YAML Metadata Warning:empty or missing yaml metadata in repo card
Check out the documentation for more information.
Llama 3.1 NeMoGuard Content Safety
This repository demonstrates the implementation of NVIDIA's Llama 3.1 NeMoGuard 8B Content Safety model for detecting unsafe content in conversations.
Overview
The NeMoGuard Content Safety model is a fine-tuned version of Meta's Llama 3.1 8B Instruct model, specifically trained to identify and classify potentially harmful or unsafe content in user prompts and AI responses.
Features
- Content Safety Assessment: Evaluates conversations for potential safety concerns
- Category Classification: Identifies specific safety categories when unsafe content is detected
- User & Response Safety: Separately assesses both user inputs and agent responses
- Easy Integration: Simple API using Hugging Face Transformers and PEFT
Model Information
- Base Model: meta-llama/Meta-Llama-3.1-8B-Instruct
- Safety Model: nvidia/llama-3.1-nemoguard-8b-content-safety
- Model Type: PEFT (Parameter-Efficient Fine-Tuning) adapter
- Model Page: https://huggingface.co/nvidia/llama-3.1-nemoguard-8b-content-safety
Installation
pip install transformers peft torch
Usage
Basic Content Safety Check
from peft import PeftModel
from transformers import AutoModelForCausalLM, AutoTokenizer
# Load tokenizer and model
tokenizer = AutoTokenizer.from_pretrained("meta-llama/Meta-Llama-3.1-8B-Instruct")

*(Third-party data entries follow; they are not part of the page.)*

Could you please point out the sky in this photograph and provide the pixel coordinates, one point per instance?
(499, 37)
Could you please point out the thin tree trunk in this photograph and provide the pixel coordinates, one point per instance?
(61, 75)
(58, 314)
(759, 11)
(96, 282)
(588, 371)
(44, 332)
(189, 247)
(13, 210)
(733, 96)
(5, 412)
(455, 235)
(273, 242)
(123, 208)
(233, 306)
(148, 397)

base_model = AutoModelForCausalLM.from_pretrained("meta-llama/Meta-Llama-3.1-8B-Instruct")
model = PeftModel.from_pretrained(base_model, "nvidia/llama-3.1-nemoguard-8b-content-safety")
# Prepare conversation
conversation = """
<BEGIN CONVERSATION>
user: your message here
<END CONVERSATION>
"""
# Perform safety assessment
inputs = tokenizer(conversation, return_tensors="pt")
outputs = model.generate(**inputs)
safety_assessment = tokenizer.decode(outputs[0], skip_special_tokens=True)
print(safety_assessment)
With Response Evaluation
conversation = """
<BEGIN CONVERSATION>
user: user message here
response: agent response here
<END CONVERSATION>
"""
Output Format
The model returns a JSON-formatted assessment:
{
"User Safety": "safe|unsafe",
"Response Safety": "safe|unsafe",
"Safety Categories": "category1, category2, ..."
}
Safety Categories
The model can identify various safety categories (when unsafe content is detected), including but not limited to:
- S9: Privacy violations
- Other categories as defined by the model's training
Requirements
- Python 3.8+
- PyTorch
- Transformers
- PEFT
- CUDA-capable GPU (recommended for optimal performance)
Hardware Requirements
- GPU Memory: At least 16GB VRAM recommended for inference
- RAM: 16GB+ system RAM
- Storage: ~20GB for model weights
Examples
See the included Jupyter notebook llama-3.1-nemoguard-8b-content-safety.ipynb for detailed examples and use cases.
License
MIT License - See LICENSE file for details
Acknowledgments
- NVIDIA for developing the NeMoGuard Content Safety model
- Meta for the Llama 3.1 base model
- Hugging Face for the Transformers and PEFT libraries
Citation
If you use this model in your research, please cite:
@misc{nvidia-nemoguard-2024,
title={Llama 3.1 NeMoGuard 8B Content Safety},
author={NVIDIA},
year={2024},
publisher={Hugging Face},
url={https://huggingface.co/nvidia/llama-3.1-nemoguard-8b-content-safety}
}
Issues and Contributions
If you encounter issues with the code snippets or implementation:
- Open an issue on the model repository
- Report problems with Hugging Face integration on huggingface.js
Disclaimer
This model is designed for content safety assessment and should be used responsibly. It is a tool to help identify potentially harmful content but should not be the sole mechanism for content moderation in production systems.